Lo cierto es que cada ciudadano víctima de la violencia criminal y cada periodista asesinado confirman la omisión del Estado y del gobierno frente a su mayor responsabilidad; preservar la vida y los bienes de los ciudadanos.
Pero la monstruosidad resulta extrema cuando desde Palacio se sataniza a diario a los periodistas críticos; cuando el propio presidente los calumnia y los difama, lo que significa una suerte “ponerlos” a merced de los matarifes.

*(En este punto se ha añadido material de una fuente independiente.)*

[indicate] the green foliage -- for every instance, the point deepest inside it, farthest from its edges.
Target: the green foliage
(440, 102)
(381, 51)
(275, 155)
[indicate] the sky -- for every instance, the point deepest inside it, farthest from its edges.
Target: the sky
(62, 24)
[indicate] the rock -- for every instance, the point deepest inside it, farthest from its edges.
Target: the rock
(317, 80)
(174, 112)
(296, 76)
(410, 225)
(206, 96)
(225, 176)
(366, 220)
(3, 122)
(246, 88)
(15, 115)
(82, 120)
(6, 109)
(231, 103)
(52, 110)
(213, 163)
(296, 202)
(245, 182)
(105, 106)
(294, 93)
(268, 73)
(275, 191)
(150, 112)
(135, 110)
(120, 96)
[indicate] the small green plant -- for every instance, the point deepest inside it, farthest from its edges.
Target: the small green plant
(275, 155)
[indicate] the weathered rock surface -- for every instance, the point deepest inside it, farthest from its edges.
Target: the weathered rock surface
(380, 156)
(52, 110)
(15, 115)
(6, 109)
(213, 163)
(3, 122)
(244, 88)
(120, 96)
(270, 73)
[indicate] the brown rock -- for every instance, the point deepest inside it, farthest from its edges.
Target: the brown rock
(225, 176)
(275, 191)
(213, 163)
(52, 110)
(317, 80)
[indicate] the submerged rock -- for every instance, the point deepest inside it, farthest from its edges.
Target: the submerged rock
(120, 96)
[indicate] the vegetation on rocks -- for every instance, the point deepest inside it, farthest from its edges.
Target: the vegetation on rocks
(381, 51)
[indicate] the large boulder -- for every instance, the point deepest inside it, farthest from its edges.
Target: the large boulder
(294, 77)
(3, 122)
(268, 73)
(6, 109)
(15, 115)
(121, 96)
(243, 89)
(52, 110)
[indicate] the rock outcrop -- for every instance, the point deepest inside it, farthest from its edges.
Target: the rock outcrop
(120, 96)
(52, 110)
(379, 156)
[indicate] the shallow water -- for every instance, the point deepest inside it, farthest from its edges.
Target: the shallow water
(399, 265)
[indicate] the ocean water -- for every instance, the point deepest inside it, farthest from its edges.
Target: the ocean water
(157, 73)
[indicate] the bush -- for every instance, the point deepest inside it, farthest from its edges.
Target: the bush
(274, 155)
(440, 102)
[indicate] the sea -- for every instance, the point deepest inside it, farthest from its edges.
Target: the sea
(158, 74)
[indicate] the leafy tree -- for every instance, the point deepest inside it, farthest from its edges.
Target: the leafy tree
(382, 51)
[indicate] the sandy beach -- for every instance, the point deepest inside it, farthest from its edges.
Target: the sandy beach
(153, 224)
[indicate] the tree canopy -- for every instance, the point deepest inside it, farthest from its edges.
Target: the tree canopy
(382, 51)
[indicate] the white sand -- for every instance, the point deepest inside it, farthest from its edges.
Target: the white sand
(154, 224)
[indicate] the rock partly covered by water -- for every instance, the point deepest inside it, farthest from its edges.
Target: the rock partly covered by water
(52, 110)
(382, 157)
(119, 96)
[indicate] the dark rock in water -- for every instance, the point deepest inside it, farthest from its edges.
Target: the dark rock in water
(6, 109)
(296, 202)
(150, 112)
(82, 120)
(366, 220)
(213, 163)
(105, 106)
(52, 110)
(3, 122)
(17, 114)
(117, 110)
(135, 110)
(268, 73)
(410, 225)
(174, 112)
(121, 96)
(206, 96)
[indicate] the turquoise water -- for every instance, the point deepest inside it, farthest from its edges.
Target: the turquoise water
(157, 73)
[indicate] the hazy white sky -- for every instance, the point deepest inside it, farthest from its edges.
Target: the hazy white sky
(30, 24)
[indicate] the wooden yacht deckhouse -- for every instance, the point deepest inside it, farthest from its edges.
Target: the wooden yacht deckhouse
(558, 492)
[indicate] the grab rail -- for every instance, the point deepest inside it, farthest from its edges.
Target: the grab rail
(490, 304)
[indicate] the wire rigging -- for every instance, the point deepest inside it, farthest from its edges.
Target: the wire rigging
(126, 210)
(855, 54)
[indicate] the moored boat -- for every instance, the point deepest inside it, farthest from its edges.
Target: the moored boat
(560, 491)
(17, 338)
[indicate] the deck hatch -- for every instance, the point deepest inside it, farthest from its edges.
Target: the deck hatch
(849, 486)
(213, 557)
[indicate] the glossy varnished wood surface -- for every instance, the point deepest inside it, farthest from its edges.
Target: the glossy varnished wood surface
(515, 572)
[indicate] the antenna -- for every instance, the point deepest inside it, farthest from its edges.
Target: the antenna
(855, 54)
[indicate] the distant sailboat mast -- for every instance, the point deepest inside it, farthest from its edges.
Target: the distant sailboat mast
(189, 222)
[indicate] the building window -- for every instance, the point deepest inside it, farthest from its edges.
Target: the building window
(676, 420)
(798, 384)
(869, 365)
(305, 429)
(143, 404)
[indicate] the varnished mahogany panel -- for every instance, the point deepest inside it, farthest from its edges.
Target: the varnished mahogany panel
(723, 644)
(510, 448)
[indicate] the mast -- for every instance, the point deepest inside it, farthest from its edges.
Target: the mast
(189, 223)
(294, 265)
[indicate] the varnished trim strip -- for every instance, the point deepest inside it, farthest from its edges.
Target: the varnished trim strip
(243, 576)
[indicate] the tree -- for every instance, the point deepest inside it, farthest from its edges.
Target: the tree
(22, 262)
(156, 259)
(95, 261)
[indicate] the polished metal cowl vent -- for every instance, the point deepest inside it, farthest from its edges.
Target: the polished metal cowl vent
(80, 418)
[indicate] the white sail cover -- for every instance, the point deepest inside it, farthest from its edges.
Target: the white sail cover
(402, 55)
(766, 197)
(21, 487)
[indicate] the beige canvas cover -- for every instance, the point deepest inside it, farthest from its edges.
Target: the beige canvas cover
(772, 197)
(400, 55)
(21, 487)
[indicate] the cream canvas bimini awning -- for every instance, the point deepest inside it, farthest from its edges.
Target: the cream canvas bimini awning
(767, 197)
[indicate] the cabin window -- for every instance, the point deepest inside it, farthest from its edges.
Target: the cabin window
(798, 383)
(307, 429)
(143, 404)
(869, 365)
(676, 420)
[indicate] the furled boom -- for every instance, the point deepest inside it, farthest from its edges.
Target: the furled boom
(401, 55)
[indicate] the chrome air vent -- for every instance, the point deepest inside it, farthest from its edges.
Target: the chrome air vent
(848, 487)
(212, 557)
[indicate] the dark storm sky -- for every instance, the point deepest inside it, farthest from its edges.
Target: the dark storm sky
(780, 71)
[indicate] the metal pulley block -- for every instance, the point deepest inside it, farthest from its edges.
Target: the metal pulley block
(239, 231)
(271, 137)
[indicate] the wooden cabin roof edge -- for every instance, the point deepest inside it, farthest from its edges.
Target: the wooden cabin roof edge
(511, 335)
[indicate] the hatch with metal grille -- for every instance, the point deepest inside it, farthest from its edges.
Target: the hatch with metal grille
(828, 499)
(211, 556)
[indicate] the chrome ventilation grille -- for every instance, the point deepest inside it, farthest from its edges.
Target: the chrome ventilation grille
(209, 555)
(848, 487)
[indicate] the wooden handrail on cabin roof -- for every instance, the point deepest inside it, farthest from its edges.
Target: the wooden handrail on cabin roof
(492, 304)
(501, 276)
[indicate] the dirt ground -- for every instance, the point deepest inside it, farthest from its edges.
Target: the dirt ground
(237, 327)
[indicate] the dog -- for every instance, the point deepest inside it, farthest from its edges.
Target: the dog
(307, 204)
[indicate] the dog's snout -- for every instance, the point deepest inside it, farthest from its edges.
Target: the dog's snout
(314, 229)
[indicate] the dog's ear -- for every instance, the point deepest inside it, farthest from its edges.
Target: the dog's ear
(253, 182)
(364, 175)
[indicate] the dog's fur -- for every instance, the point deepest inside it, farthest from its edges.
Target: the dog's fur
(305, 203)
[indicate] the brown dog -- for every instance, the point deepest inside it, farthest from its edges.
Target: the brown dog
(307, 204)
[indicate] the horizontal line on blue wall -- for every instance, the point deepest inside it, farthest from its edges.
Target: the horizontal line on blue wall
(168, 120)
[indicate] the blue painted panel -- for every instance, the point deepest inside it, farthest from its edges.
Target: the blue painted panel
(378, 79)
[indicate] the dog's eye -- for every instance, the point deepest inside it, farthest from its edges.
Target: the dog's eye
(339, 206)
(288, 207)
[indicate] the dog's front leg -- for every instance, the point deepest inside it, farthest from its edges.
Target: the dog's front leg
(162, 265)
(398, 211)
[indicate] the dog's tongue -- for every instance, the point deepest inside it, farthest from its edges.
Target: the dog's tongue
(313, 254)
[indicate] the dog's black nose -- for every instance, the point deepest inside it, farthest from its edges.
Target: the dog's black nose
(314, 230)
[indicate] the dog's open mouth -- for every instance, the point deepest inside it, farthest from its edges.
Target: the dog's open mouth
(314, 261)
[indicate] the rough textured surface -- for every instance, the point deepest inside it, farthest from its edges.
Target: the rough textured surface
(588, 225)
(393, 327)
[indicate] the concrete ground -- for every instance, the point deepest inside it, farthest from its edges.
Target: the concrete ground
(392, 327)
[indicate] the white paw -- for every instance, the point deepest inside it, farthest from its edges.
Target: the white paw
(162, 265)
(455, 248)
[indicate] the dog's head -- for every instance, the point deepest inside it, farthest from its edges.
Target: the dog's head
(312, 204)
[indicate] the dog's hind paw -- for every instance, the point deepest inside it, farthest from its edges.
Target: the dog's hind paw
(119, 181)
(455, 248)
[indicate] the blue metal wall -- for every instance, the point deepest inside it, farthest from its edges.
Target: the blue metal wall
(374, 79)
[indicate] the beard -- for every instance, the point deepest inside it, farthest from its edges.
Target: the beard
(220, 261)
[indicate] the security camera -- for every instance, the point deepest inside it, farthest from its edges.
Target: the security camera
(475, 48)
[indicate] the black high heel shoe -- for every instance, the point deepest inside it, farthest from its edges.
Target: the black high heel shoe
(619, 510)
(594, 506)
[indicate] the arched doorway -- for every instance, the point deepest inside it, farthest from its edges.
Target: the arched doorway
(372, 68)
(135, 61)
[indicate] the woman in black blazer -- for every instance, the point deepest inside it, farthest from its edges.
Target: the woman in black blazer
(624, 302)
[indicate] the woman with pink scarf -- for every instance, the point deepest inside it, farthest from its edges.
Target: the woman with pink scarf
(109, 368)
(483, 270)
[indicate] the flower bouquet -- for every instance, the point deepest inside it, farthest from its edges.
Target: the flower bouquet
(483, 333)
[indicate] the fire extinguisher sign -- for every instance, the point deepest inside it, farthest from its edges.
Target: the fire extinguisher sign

Y lo que no tiene nombre, sin embargo, es que los políticos, periodistas e intelectuales que ayer definían como “crimen de Estado” la muerte de comunicadores en los gobiernos de Calderón y Peña, hoy, en la gestión de López, niegan que se trate de crímenes de Estado.
Sin duda asistimos a la mayor decadencia política del poder en México; un poder público que se pudre y que destruye la democracia que durante décadas edificamos los ciudadanos.
Al tiempo.
Las opiniones y conclusiones expresadas en el artículo son de exclusiva responsabilidad del autor y no necesariamente reflejan la posición de Quadratín.